The new simplified method is available to the executor of the estate of a decedent if:

1) The decedent:

a) Was survived by a spouse,

b) Died after December 31, 2010, and

c) Was a citizen or resident of the United States on the date of death.

2) The executor is not required to file an estate tax return based on the value of the gross estate and adjusted taxable gifts and without regard to the need to file for portability purposes,

3) The executor did not file an estate tax return by the due date of the estate tax return, and

4) The executor satisfies the following requirements:

a) The executor must file a complete and properly prepared Form 706 on or before the later of January 2, 2018, or the second annual anniversary of the decedent’s date of death.

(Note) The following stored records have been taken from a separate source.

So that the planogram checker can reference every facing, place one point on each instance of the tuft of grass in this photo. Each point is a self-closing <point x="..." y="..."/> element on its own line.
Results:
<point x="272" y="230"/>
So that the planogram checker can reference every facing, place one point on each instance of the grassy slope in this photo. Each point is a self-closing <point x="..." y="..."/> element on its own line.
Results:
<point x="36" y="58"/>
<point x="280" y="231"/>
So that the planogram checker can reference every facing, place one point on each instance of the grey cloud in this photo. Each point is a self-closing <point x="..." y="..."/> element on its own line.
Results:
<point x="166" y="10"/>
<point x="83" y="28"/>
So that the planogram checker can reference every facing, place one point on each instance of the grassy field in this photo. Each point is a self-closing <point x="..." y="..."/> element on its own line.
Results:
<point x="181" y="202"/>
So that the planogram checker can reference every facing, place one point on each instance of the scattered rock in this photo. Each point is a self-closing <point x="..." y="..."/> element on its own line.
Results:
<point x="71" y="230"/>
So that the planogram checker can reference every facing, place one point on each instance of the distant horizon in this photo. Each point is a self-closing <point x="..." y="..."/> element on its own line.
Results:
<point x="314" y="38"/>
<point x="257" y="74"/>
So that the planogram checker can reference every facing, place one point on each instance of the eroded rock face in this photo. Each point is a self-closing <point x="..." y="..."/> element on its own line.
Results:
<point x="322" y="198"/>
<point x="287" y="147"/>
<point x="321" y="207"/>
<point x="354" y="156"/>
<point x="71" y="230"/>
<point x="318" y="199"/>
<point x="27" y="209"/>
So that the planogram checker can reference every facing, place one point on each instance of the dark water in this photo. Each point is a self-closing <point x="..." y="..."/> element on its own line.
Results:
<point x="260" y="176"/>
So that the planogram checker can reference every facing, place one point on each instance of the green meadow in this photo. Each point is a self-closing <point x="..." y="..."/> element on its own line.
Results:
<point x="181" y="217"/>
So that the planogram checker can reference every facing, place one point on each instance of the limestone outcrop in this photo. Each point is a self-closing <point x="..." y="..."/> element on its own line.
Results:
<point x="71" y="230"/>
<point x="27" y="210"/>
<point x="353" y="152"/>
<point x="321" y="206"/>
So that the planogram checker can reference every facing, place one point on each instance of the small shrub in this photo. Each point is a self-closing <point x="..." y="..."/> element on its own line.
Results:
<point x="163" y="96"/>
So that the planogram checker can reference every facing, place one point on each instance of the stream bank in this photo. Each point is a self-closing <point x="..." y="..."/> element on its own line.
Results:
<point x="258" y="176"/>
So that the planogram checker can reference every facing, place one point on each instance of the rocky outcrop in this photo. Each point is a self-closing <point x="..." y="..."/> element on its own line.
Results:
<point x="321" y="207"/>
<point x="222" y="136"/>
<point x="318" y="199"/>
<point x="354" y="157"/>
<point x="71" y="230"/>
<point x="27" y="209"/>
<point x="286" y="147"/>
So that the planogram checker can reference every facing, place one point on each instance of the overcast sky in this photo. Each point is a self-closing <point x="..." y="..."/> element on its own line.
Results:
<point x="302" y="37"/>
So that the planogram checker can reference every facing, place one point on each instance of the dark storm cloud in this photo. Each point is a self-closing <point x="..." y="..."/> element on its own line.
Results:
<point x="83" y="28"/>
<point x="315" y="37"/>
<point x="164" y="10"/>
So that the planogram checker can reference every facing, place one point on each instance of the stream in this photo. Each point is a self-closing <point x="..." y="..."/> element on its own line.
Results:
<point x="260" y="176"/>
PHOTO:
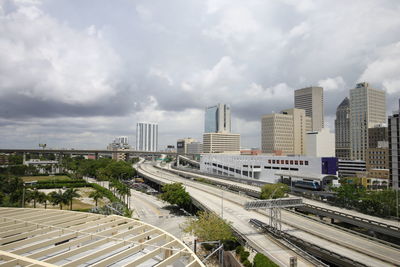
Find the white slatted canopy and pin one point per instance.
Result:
(40, 237)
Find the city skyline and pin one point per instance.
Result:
(88, 77)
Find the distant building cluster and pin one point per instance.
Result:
(364, 146)
(119, 144)
(146, 136)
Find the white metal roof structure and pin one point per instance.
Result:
(40, 237)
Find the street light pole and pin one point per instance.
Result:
(222, 203)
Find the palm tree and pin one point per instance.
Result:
(96, 195)
(58, 198)
(70, 194)
(34, 196)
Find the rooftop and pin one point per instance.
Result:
(40, 237)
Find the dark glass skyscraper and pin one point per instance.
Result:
(217, 119)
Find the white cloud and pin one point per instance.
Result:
(385, 69)
(166, 61)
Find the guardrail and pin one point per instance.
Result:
(379, 227)
(321, 252)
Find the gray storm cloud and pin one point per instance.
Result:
(109, 66)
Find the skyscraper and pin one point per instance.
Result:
(367, 108)
(311, 99)
(217, 119)
(146, 136)
(394, 148)
(342, 130)
(285, 132)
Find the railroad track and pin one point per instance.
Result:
(291, 225)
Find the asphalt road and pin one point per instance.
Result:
(363, 250)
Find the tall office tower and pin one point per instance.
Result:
(217, 119)
(367, 108)
(311, 99)
(285, 132)
(394, 148)
(342, 130)
(146, 136)
(181, 145)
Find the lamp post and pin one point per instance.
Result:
(222, 203)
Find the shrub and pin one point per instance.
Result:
(247, 263)
(244, 255)
(239, 249)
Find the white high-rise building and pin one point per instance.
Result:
(146, 136)
(311, 99)
(342, 130)
(285, 132)
(221, 143)
(320, 144)
(217, 119)
(367, 108)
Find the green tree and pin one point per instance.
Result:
(70, 194)
(15, 159)
(42, 199)
(96, 195)
(274, 191)
(58, 198)
(209, 227)
(34, 195)
(176, 194)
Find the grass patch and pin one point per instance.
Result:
(45, 178)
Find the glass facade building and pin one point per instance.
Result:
(217, 119)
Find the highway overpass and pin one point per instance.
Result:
(353, 250)
(372, 223)
(87, 151)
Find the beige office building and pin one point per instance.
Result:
(285, 132)
(367, 109)
(182, 145)
(221, 143)
(311, 99)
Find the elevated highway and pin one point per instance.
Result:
(376, 224)
(87, 151)
(353, 250)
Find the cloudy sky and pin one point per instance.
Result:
(76, 74)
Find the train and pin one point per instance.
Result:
(312, 185)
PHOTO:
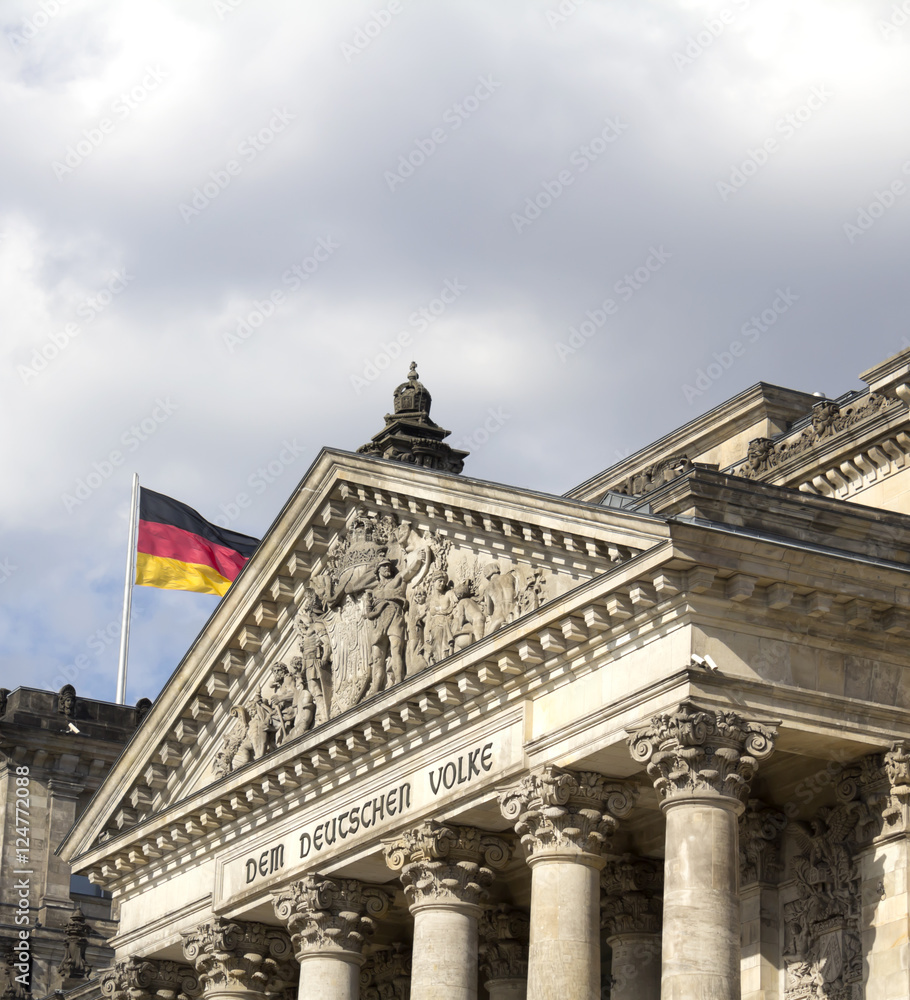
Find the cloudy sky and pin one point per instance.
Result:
(227, 226)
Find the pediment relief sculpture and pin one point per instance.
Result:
(388, 602)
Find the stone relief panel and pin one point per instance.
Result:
(389, 602)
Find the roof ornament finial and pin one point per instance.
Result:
(410, 435)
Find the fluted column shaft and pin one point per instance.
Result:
(445, 871)
(565, 820)
(701, 762)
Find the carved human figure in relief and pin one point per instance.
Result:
(498, 597)
(415, 658)
(468, 623)
(293, 705)
(441, 602)
(385, 609)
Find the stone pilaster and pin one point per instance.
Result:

b) The executor filing the Form 706 states at the top of the Form 706 that the return is “FILED PURSUANT TO REV. PROC. 2017-34 TO ELECT PORTABILITY UNDER Sec. 2010(c)(5)(A).”

If the executor does not satisfy the above requirements, the executor can still request relief by requesting a private letter ruling under the provisions of Regulation section 301.9100-3.

This simplified method does not extend the period during which the surviving spouse or the surviving spouse’s estate may make a claim for credit or refund as a result of making the portability election under this revenue procedure.